Двери открывали рано утром. Я выставляла в коридор свое ведро. Люди, которых я никогда не видела, уносили ведра и приносили их обратно уже чистыми. Маленький человек в комбинезоне ставил в камеру небольшой тазик с водой. Она была холодная как лед. Я умывалась, вытирала лицо полотенцем величиной с носовой платок, от него так же несло кислятиной, как и от тюфяка с пропитанной потом морской травой. Вода выливалась. Полчаса спустя приходил тюремщик и подавал мне кусок хлеба толщиной в два дюйма. В первый день я осмотрела хлеб со всех сторон. У меня было такое чувство, будто мне подсунули яд. Зачем бы иначе мне дали хлеб? И я вонзила в него зубы и съела весь кусок, как в свое время мы проглотили шведский белый хлеб — в один прием, до последней крошки, не заботясь о том, что будет дальше. Каждое утро я ждала хлеба, как потерпевший кораблекрушение ждет, не покажется ли вдали судно. И каждый день я испытывала радостное удивление, что мне опять дают хлеб.

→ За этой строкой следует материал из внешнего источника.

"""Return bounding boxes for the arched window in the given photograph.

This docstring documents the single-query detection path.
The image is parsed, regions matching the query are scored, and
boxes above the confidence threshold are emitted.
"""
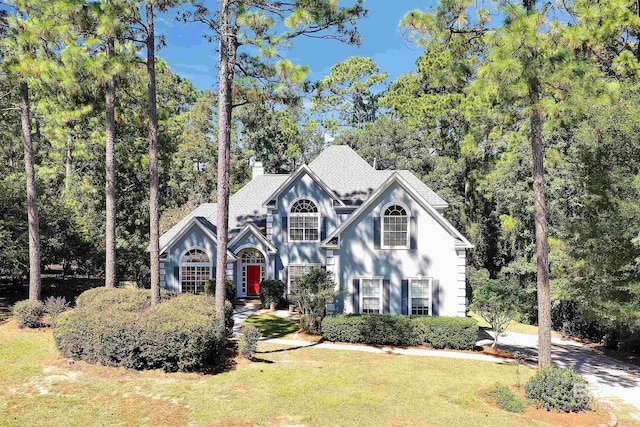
[289,199,320,242]
[240,249,264,264]
[382,205,409,248]
[180,249,211,294]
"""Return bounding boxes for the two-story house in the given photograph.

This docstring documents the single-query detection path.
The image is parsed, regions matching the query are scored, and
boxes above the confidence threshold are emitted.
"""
[160,145,473,316]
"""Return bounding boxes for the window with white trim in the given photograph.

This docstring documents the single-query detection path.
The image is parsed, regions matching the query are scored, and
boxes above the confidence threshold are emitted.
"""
[360,277,382,313]
[409,277,431,316]
[289,264,321,294]
[180,249,211,294]
[289,199,320,242]
[382,205,409,248]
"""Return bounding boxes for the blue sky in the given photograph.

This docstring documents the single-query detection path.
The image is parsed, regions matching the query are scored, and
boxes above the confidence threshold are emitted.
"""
[156,0,437,90]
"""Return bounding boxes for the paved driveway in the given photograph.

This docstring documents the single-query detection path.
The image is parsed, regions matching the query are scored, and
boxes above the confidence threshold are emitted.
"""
[482,331,640,410]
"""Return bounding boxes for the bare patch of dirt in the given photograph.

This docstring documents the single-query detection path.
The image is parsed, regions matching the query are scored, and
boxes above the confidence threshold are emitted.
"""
[524,406,609,427]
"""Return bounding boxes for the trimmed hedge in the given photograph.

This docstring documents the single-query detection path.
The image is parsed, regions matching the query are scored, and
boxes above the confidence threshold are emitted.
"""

В это утро я стояла под окном и слушала звуки, доносившиеся с улицы. На ближнем канале изредка гудел пароходик. Все звуки были слабые, как будто огромный городской организм совсем обессилел и погрузился в дремоту. Только чайки летали, как и прежде. Но и они кричали от голода.

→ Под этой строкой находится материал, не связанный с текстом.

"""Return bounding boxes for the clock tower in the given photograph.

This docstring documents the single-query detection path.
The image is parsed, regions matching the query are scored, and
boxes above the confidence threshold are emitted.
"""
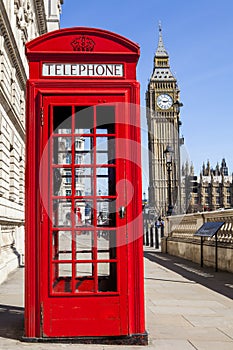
[146,26,182,215]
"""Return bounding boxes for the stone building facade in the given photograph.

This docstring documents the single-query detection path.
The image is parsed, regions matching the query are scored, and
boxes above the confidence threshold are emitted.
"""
[0,0,63,283]
[182,158,233,213]
[146,27,183,215]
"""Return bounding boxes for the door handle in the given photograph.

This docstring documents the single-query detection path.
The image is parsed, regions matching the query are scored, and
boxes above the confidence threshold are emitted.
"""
[119,206,126,219]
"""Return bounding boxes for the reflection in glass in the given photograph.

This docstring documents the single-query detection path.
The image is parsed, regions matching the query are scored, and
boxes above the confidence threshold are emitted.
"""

Я то и дело укладывалась на тюфяк — по утрам я обычно перетряхивала его, это делалось определенным способом; быстро, почти без слов, научил меня этому тюремщик. Я лежала на нарах и отдыхала. Мне казалось, что мне надо отдохнуть от тысячи дел, требовавших от меня напряжения всех моих сил. Время от времени, яростно щелкая, открывался дверной глазок. И в который уже раз Аугуста кричала, что днем нельзя лежать на кровати. Я ждала, пока глазок не закроется, и опять ложилась. Иногда Аугуста сгоняла меня с тюфяка по четыре или пять раз в день.

В это утро дверь открылась еще раз. Тюремщик объявил, что мне следует выйти в коридор. Из шести камер вышли заключенные. Лишь на некоторых из них была тюремная одежда. Большинство арестованных были люди от двадцати до тридцати лет, в гражданском платье, но без пальто. Я оказалась единственной женщиной. Мужчины с удивлением глядели на меня. Шаркая ногами, мы прошли под железными лестницами по коридору, дошли до выхода, где коридор разделялся на шесть клеток-загонов. Каждый из нас вошел в продолговатый загон. Здесь мы должны были дышать чистым воздухом. Не знаю, как чувствовали себя другие. В первые дни я вся сжималась от холода. От каждого камня, от каждого куска железа, вклепанного в камень, несло ледяным холодом.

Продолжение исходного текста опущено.